O APITO DO TREM
Ele ouve o apito do trem, vindo do oeste. São seis e vinte. Curioso ser assim, pontual. Com tantas coisas mudando tão rápido, como aqueles trilhos, tão antigos e deslocados, perdidos por entre bairros e avenidas de Curitiba, podem garantir pontualidade?
Mas o apito não erra nenhuma vez naquela manhã: o trem passa quando esperado.
Ernesto suspira, se indagando por que sua vida não é como aqueles trilhos. Afinal, sempre fica com a impressão de que tudo passa fora do momento em que deveria passar. Cedo demais. Tarde demais. Rápido demais. Devagar demais.
Sofia, por exemplo: cedo demais. Ele ainda não havia despertado para isso. Vivia mergulhado em seus livros. Ela, tão linda e sonhadora, até tentou chamar sua atenção; mas não era do tipo disposta a esperar. Meses, talvez. Quando muito.
Ele levou dois anos para cair em si. Pra ver que ela era mais que amiga; e que desejava mais dele. Devagar demais.
Tarde demais. Um sujeito com conversa impressionante e a cara do Bruce Willis já havia levado o coração e o sossego dela. Aos poucos, foram perdendo o contato. Ela não tinha mais tempo; e nem frequentava mais os mesmos lugares.
Muitos anos depois, ele a encontrou num supermercado, com uma menininha de quatro ou cinco anos. Cumprimentaram-se. Mas Ernesto não ousou perguntar. Apenas pensou: “Meu Deus! Ela continua linda! Será que a menina é do Bruce Willis de araque?”. E seguiu com as compras, engolindo a frustração. Rápido demais.

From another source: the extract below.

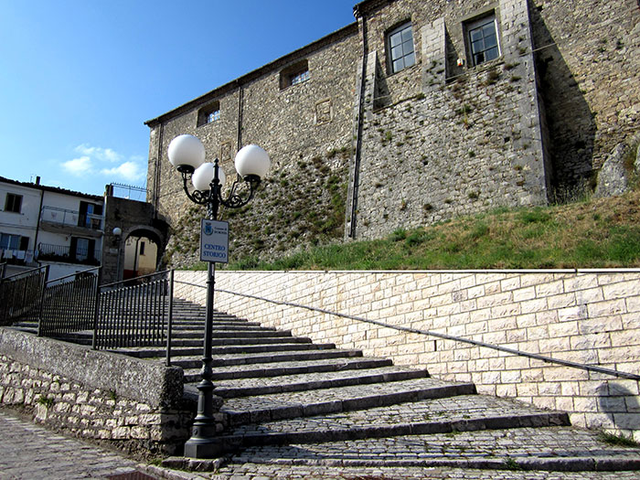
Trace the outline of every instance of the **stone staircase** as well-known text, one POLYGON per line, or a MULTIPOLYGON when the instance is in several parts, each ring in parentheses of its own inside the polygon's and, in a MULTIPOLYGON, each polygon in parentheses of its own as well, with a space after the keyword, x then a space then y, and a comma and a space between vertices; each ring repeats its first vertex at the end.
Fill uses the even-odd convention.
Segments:
MULTIPOLYGON (((184 369, 185 396, 192 400, 205 315, 199 305, 175 301, 172 364, 184 369)), ((86 343, 91 332, 72 336, 86 343)), ((165 357, 161 347, 113 351, 165 357)), ((477 395, 472 383, 442 381, 426 370, 219 312, 212 356, 214 393, 224 399, 220 411, 229 425, 218 438, 227 469, 288 464, 640 470, 639 449, 612 446, 597 432, 572 428, 566 413, 477 395)), ((188 463, 173 458, 165 464, 188 463)))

Seu trabalho? Só percebeu que poderia ser mais feliz fazendo outra coisa quando já estava ganhando o suficiente para não querer pensar num recomeço. Advogado; tendo como principal cliente um clube de investimentos. Tarde demais pra mudar.
Seis e trinta da manhã. Cedo demais para deixar a cabeça viajar tanto. Se mergulhar nas imagens, vozes e recriminações, o tempo sairá do controle. Outra vez. E logo, ao invés de cedo, ficará tarde. Precisará sair correndo para não atrasar compromissos.
O apito da locomotiva ressoa forte e estridente. O trem deve estar cruzando sua quadra por agora. É preciso concluir a barba.
Ao abotoar a camisa, de novo sua mente voa. O perfume faz o tempo parar e, depois, retroceder. Surgem os cheiros e os sabores de um dia de inverno, perdido nas névoas do passado. A colônia meio adocicada ilude as narinas sonhadoras; e logo surgem barulhos de xícaras, cutucando pires e colheres. A inconfundível presença aromática de sonhos enormes e macios, cobertos de açúcar, e o emaranhado difuso de vozes confirmam: ele volta aos cinco anos e está naquela estação ferroviária de Jaraguá do Sul, ainda no século passado.
Em idade tão tenra, seus problemas eram outros. Naquele dia curioso, era um só: o anel perdido. De ouro, dado por sua madrinha, que caíra na plataforma da estação. Seu lamento tinha sido tão comovente, que metade dos transeuntes se agachara para procurá-lo.
De um jeito espantoso e inesperado – ao menos para ele –, seu precioso anel acabara sendo encontrado por uma mulher. O sorriso e a voz vieram do alto. Ele precisou esticar os braços bem alto, para recuperar o objeto dourado. A alegria e o alívio quase lhe fizeram esquecer aquele tímido e encantador "obrigado" que as crianças conseguem proferir nessas horas, geralmente estimuladas pelos pais.
Pensar em cenas marcantes da infância ficou mais confuso, graças às velhas aulas do professor Horácio:
- A memória é uma louca que vive num sótão e tem um baú cheio de roupas coloridas. Sempre que ela desce pra se apresentar na sala, usa uma combinação diferente. Como saber se o que vemos nas nossas lembranças é uma imagem fiel do passado?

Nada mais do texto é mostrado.